Astronauts leave ISS in first-ever medical evacuation

Four crewmembers departed the International Space Station on Wednesday after a medical issue prompted their mission to be cut a month short, marking a first for the orbiting laboratory.

NASA video showed American astronauts Mike Fincke and Zena Cardman, Russian cosmonaut Oleg Platonov and Japanese astronaut Kimiya Yui undocking from the station at 10:20 p.m. GMT after spending about five months in space.

The U.S. space agency has declined to identify which crewmember experienced the health issue or provide details, but emphasized the return was not an emergency.

The affected astronaut “was and continues to be in stable condition,” NASA spokesperson Rob Navias said Wednesday.

The SpaceX Dragon capsule carrying the four crewmembers was scheduled to splash down off the California coast early Thursday, around 8:40 a.m.
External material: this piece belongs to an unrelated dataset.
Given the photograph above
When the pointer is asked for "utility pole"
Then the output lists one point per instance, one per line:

GMT.

“First and foremost, we are all OK. Everyone on board is stable, safe, and well cared for,” Fincke, the pilot of SpaceX Crew-11, said in a recent social media post.
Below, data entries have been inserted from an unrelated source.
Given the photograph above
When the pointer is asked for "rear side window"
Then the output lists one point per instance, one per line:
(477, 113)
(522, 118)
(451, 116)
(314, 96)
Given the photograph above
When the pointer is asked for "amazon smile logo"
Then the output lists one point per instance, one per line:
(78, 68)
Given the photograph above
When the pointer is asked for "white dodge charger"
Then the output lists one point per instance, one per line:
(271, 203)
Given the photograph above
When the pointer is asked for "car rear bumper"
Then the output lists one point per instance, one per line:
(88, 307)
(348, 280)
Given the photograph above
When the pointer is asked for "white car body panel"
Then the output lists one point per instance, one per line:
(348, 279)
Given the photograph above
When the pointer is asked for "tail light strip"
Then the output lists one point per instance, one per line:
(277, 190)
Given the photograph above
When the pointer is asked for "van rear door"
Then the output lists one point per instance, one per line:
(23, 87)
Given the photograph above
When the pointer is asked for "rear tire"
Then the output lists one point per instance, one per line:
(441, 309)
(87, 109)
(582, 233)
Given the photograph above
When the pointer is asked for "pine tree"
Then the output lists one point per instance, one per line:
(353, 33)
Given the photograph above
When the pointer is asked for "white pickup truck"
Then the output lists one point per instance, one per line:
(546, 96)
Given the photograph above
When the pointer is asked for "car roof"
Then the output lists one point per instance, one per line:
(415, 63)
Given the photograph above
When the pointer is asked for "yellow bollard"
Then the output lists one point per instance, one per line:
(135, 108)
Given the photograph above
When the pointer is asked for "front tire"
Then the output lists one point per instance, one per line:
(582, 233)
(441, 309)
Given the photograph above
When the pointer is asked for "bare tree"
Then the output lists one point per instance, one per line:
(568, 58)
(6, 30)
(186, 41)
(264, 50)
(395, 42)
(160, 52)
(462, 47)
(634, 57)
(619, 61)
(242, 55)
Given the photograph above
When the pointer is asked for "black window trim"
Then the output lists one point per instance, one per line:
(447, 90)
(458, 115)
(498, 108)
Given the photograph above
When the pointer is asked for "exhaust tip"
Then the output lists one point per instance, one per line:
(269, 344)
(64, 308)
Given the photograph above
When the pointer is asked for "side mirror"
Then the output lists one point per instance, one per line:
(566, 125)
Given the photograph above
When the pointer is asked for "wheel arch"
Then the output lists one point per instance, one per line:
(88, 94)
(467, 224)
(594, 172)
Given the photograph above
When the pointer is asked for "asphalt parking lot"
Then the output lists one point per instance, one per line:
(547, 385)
“This was a deliberate decision to allow the right medical evaluations to happen on the ground, where the full range of diagnostic capability exists,” he said. “It’s the right call, even if it’s a bit bittersweet.”

Why the mission was shortened

The Crew-11 team arrived at the station in early August and was expected to remain until mid-February, when the next crew rotation was scheduled. NASA Chief Health and Medical Officer James Polk said a “lingering risk” and uncertainty over the diagnosis led officials to opt for an early return.
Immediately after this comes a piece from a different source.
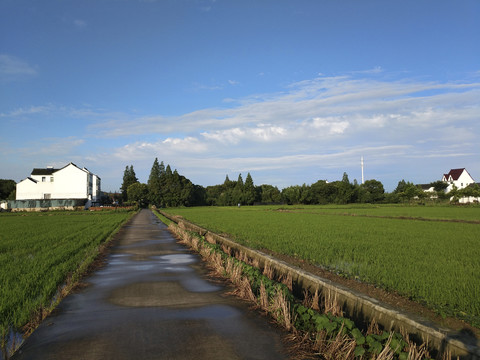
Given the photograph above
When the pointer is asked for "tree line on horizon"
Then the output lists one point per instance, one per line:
(167, 188)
American astronaut Chris Williams and Russian cosmonauts Sergey Kud-Sverchkov and Sergei Mikaev, who arrived aboard a Russian Soyuz spacecraft in November, will remain on the space station.

NASA and Russia’s Roscosmos space agency jointly operate the ISS, and the two countries continue to exchange seats on missions despite broader political tensions.

Ready for the unexpected

Continuously inhabited since 2000, the International Space Station is a symbol of multinational cooperation involving the United States, Russia, Europe, and Japan.

Orbiting about 400 kilometers, or 248 miles, above Earth, the station serves as a research platform for experiments supporting future deep-space missions, including planned human journeys back to the Moon and eventually to Mars.

The four returning astronauts were trained to respond to unexpected medical situations, said Amit Kshatriya, a senior NASA official, who praised the crew’s handling of the circumstances.

The ISS is scheduled to be retired after 2030, when its orbit will be gradually lowered until it breaks apart in Earth’s atmosphere over a remote stretch of the Pacific Ocean known as Point Nemo.